I still want to see that blood. I want to see his blood; I want him to pay. But I heard his injuries. A broken nose, a fractured rib and a concussion. It was violent. I hate that word, violent. I hate that word, villain. What if this happens again? It will. It always did.

Last time I went to that stupid headspace. I remember being in there and thinking how I didn’t deserve to be there. I remember being angry. I don’t remember much else except that I was wearing red. I think. I’m not going back.

The next thing I knew, I was wearing red again. I was wearing a lot and lots of red. I was tired and it was later. It wasn’t late morning, it was now afternoon, maybe around the time school let out. I would have been chatting with Juno as we walked home by now. I was out of my uniform. I’m in a hoodie, it’s comfortable in grey.

I felt really, really satisfied, like my actions were a good thing. Why was I crying? I tasted salty. I was wrapped in a weighted blanket, I don’t know why, but it felt nice. I was still crying when I laid down on the floor. It was cold and a little wet. Why was it wet?

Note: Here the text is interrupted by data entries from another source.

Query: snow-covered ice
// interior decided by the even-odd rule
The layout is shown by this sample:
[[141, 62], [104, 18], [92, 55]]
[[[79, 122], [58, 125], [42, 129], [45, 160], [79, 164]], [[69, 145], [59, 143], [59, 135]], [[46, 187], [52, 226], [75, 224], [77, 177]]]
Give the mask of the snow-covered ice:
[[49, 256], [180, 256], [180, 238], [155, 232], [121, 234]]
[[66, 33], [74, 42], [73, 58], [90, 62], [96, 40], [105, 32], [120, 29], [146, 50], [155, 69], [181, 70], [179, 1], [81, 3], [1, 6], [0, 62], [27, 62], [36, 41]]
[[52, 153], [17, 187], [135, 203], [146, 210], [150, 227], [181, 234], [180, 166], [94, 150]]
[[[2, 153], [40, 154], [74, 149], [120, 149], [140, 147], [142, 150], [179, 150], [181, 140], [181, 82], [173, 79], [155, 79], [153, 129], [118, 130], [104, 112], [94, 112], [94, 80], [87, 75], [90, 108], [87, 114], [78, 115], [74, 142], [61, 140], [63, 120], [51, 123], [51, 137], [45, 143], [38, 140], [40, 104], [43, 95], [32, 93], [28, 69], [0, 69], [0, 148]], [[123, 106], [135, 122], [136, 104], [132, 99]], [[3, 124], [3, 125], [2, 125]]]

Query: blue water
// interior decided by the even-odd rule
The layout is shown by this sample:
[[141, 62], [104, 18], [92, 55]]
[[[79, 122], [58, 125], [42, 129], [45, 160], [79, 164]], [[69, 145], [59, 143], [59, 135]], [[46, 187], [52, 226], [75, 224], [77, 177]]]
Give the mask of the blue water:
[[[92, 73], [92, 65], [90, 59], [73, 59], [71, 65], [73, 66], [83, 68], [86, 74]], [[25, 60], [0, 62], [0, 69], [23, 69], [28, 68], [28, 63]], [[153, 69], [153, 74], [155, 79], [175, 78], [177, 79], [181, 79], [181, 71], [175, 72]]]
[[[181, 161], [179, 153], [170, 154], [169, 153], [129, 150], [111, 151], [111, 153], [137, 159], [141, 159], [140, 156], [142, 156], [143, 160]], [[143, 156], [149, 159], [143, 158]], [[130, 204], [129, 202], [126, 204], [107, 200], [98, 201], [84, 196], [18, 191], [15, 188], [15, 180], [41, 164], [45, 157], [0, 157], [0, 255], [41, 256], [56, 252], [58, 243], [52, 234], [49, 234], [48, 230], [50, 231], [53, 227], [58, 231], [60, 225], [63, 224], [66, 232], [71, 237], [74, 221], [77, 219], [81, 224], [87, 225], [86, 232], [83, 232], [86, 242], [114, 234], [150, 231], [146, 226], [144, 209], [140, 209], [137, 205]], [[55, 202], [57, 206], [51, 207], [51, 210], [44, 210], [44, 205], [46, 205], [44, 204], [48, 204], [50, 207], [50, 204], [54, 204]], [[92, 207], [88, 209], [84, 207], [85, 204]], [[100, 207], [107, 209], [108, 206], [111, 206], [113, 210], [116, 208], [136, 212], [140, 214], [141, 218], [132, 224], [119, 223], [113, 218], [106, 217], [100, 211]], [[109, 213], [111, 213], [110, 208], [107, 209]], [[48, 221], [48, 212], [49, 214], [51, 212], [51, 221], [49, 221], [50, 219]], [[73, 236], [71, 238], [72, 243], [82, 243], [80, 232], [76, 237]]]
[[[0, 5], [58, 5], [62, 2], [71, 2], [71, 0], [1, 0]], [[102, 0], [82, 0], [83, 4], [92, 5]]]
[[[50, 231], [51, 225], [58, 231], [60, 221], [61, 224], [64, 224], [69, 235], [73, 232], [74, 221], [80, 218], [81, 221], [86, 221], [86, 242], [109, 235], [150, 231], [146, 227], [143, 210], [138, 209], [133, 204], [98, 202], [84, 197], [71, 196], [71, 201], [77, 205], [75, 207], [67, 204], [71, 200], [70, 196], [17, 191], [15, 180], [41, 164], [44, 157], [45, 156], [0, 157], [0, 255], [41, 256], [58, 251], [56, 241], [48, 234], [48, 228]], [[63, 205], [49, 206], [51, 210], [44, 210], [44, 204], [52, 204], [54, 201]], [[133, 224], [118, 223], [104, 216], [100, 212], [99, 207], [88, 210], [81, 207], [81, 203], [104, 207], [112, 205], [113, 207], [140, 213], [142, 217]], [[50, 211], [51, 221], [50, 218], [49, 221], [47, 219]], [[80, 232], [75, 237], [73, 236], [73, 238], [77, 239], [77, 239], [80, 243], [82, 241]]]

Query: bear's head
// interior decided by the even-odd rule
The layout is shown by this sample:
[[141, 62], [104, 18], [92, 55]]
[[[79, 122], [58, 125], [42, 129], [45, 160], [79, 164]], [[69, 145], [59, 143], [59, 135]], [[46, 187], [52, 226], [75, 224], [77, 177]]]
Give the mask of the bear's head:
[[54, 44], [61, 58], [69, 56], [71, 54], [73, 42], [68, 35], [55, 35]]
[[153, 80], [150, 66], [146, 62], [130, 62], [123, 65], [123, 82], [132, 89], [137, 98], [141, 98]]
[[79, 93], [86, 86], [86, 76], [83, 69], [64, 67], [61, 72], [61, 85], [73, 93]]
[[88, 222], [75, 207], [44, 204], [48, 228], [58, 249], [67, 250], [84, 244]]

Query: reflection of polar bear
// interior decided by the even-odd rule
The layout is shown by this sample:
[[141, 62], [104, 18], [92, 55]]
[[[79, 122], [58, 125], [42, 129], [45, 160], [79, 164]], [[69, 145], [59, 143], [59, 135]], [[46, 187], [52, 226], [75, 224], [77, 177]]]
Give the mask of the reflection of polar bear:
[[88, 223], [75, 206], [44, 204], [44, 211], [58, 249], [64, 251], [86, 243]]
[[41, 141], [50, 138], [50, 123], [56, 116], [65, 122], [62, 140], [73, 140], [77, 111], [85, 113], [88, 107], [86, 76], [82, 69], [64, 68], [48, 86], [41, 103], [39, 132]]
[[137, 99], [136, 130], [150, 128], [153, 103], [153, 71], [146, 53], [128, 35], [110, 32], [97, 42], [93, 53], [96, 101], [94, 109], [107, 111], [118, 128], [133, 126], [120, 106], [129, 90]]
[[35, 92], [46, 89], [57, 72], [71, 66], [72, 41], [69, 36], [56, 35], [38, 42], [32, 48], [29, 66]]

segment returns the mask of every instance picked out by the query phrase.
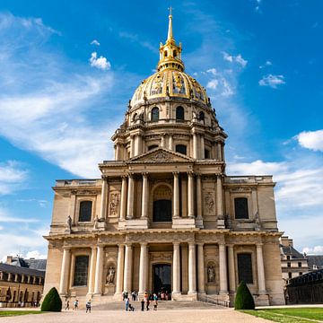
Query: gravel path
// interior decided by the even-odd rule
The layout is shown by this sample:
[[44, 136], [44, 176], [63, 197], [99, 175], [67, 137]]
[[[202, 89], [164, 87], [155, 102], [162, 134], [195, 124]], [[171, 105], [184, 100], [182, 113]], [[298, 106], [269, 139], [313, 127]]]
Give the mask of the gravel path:
[[[11, 318], [0, 318], [3, 322], [23, 323], [257, 323], [271, 322], [248, 314], [229, 310], [162, 310], [149, 312], [126, 312], [117, 310], [92, 310], [86, 314], [84, 310], [63, 311], [61, 313], [47, 313], [39, 315], [23, 315]], [[272, 322], [271, 322], [272, 323]]]

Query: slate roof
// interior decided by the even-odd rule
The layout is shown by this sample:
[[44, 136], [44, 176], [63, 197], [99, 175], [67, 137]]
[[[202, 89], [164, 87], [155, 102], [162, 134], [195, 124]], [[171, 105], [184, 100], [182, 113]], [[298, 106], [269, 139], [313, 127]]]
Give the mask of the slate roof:
[[313, 269], [313, 265], [318, 266], [318, 269], [323, 269], [323, 256], [307, 256], [309, 269]]
[[284, 255], [292, 256], [292, 259], [305, 259], [305, 256], [301, 252], [298, 252], [293, 247], [288, 246], [284, 247], [280, 245], [281, 250]]
[[0, 264], [0, 271], [12, 274], [35, 275], [37, 277], [45, 277], [45, 271], [25, 268], [22, 266], [8, 264]]

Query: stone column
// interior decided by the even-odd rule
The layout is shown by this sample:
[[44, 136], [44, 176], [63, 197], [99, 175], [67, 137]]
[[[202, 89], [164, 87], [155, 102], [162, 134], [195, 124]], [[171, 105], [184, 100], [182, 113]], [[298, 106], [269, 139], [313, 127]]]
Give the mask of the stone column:
[[196, 217], [202, 218], [202, 185], [201, 175], [196, 174]]
[[[67, 293], [70, 265], [71, 265], [71, 249], [69, 247], [65, 247], [63, 249], [63, 259], [62, 259], [61, 275], [59, 282], [59, 293], [63, 295]], [[30, 276], [29, 276], [29, 280], [30, 280]]]
[[147, 288], [148, 275], [148, 248], [147, 243], [140, 244], [140, 263], [139, 263], [139, 294], [144, 294]]
[[162, 142], [161, 142], [161, 146], [162, 147], [165, 147], [166, 146], [166, 140], [165, 140], [165, 134], [162, 135]]
[[225, 244], [219, 244], [220, 293], [228, 293]]
[[135, 135], [130, 135], [130, 158], [135, 156]]
[[104, 256], [103, 246], [98, 246], [97, 259], [95, 266], [94, 293], [100, 295], [102, 293], [103, 256]]
[[193, 172], [188, 172], [188, 216], [194, 218], [194, 175]]
[[223, 197], [221, 175], [216, 178], [216, 215], [218, 218], [223, 215]]
[[172, 294], [180, 293], [180, 252], [179, 242], [173, 242], [173, 290]]
[[121, 184], [121, 205], [120, 205], [120, 220], [124, 221], [126, 219], [127, 214], [127, 178], [126, 176], [122, 177]]
[[205, 267], [204, 267], [204, 243], [197, 244], [197, 275], [198, 275], [198, 292], [205, 292]]
[[228, 266], [229, 266], [229, 287], [230, 292], [234, 293], [235, 285], [235, 267], [234, 267], [234, 252], [233, 245], [228, 245]]
[[188, 293], [196, 293], [196, 244], [188, 243]]
[[131, 244], [126, 244], [124, 291], [131, 292], [132, 288], [132, 262], [133, 249]]
[[143, 198], [142, 198], [142, 218], [148, 217], [148, 203], [149, 203], [149, 188], [148, 174], [143, 173]]
[[96, 261], [96, 247], [92, 246], [92, 250], [91, 250], [90, 273], [89, 273], [89, 289], [88, 289], [88, 293], [91, 293], [91, 294], [94, 292], [95, 261]]
[[203, 135], [201, 135], [201, 148], [200, 148], [200, 156], [201, 159], [205, 159], [205, 136]]
[[174, 214], [173, 217], [179, 217], [179, 172], [174, 171], [174, 189], [173, 189], [173, 203], [174, 203]]
[[122, 293], [123, 273], [125, 265], [125, 245], [118, 245], [117, 264], [116, 294]]
[[217, 143], [217, 159], [221, 162], [223, 160], [222, 156], [222, 144], [220, 142]]
[[265, 268], [262, 246], [262, 243], [257, 244], [257, 271], [258, 278], [258, 292], [266, 293], [266, 291], [265, 284]]
[[170, 135], [169, 137], [169, 150], [173, 150], [173, 138], [172, 138], [172, 135]]
[[135, 198], [135, 179], [132, 174], [128, 175], [128, 195], [127, 195], [127, 218], [134, 218], [134, 198]]
[[197, 134], [193, 134], [193, 158], [198, 159]]
[[107, 215], [107, 196], [108, 196], [108, 181], [102, 178], [101, 200], [100, 209], [100, 218], [105, 219]]

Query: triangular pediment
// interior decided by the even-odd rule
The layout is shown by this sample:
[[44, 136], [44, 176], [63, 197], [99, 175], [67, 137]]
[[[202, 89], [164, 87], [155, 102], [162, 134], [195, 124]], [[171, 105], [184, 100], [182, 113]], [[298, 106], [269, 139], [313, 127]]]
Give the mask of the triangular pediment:
[[193, 159], [166, 148], [155, 148], [139, 156], [131, 158], [128, 162], [191, 162]]

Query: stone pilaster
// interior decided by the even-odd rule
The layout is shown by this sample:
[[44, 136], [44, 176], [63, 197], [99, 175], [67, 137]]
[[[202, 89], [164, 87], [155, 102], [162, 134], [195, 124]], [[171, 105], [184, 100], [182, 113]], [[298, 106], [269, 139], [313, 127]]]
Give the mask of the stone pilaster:
[[140, 244], [140, 262], [139, 262], [139, 294], [143, 295], [147, 290], [148, 275], [148, 247], [146, 242]]
[[102, 293], [103, 257], [104, 249], [103, 246], [100, 245], [97, 248], [94, 284], [94, 293], [99, 295]]
[[127, 194], [127, 218], [134, 218], [134, 198], [135, 198], [135, 179], [132, 174], [128, 175], [128, 194]]
[[118, 249], [117, 283], [116, 283], [117, 295], [120, 295], [122, 293], [124, 265], [125, 265], [125, 245], [120, 244], [118, 245]]
[[180, 252], [179, 242], [173, 242], [173, 290], [172, 295], [180, 293]]
[[204, 243], [197, 244], [197, 278], [198, 292], [205, 292], [205, 264], [204, 264]]
[[89, 289], [88, 293], [92, 294], [94, 292], [95, 283], [95, 261], [96, 261], [96, 247], [91, 249], [91, 261], [90, 261], [90, 273], [89, 273]]
[[70, 266], [71, 266], [71, 249], [69, 247], [65, 247], [63, 249], [63, 259], [62, 259], [61, 275], [59, 282], [59, 293], [61, 295], [65, 295], [67, 293]]
[[133, 266], [132, 245], [126, 244], [124, 291], [128, 292], [131, 292], [131, 289], [132, 289], [132, 266]]
[[220, 293], [228, 293], [225, 244], [219, 244]]
[[235, 266], [234, 266], [233, 245], [228, 245], [228, 266], [229, 266], [230, 292], [234, 293], [236, 291], [236, 284], [235, 284]]
[[196, 257], [194, 242], [188, 243], [188, 293], [196, 293]]
[[143, 173], [143, 198], [142, 198], [142, 218], [148, 217], [148, 205], [149, 205], [149, 185], [148, 174]]
[[266, 293], [262, 243], [257, 244], [257, 271], [258, 279], [258, 292]]
[[179, 217], [179, 172], [173, 172], [174, 175], [174, 189], [173, 189], [173, 203], [174, 203], [174, 211], [173, 217]]

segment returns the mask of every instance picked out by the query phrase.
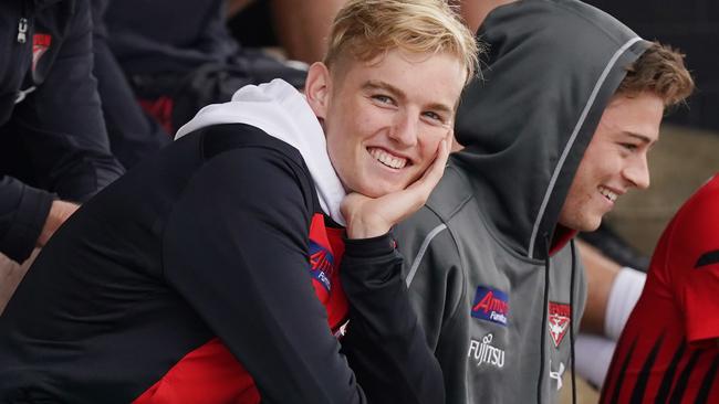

I didn’t care. My eyelids felt heavy. I think I took a nap there, wrapped in the blanket. I was held by Harmonia for a few moments before I wasn’t. Then I was, then I wasn’t. Then I was, then I wasn’t. I think after about the fifth time I stayed in Harmonia’s arms.

Apparently, I lost consciousness, hi, I’m alive. It felt weird, because now, I was being monitored. So, hi. More specifically by Apollo. Hi Apollo. He didn’t say hi back. He was filling out college application stuff. Yes, the SUMMER OF his 11th year, like what will he do his 12th, find the cure to cancer? No. That’s not Apollo.

I squinted at him again, that wasn’t Apollo. I know Apollo, Apollo is an anxious little bundle of perfectionism, this wasn’t Apollo remotely. This didn’t scream the same Apollo I knew, instead it was much more clinical. Much, much more clinical. No.

No. No. No. No. No. This is not happening. This had to be a joke. I immediately checked my wrist, despite the sharp stinging sensation. Thank Harmonia my bracelet was still there, but there was another one. A medical one. “Hey, what’s happening?”

“Oh, good morning.” The doctor chirped, taking in my vitals again. “You look good enough! I’m gonna call your mom so she can pick you up again.” I didn’t get my answer, but I was too tired to push. My wrists stung.

I was in the car again, I wanted to go back to bed, though. Mama looked at me worriedly through the mirror. “Atlas, I think I’m going to admit you into the headspace. Is that okay? I can’t deal with this kind of stress right now and it seems like you can’t either.” I wanted to shake my head no. No, I don’t wanna go. But I couldn’t. I just stared helplessly at my shoes. I didn’t say anything.

But that’s my… day? 24 hours? 2 days? I don’t know, it’s hazy.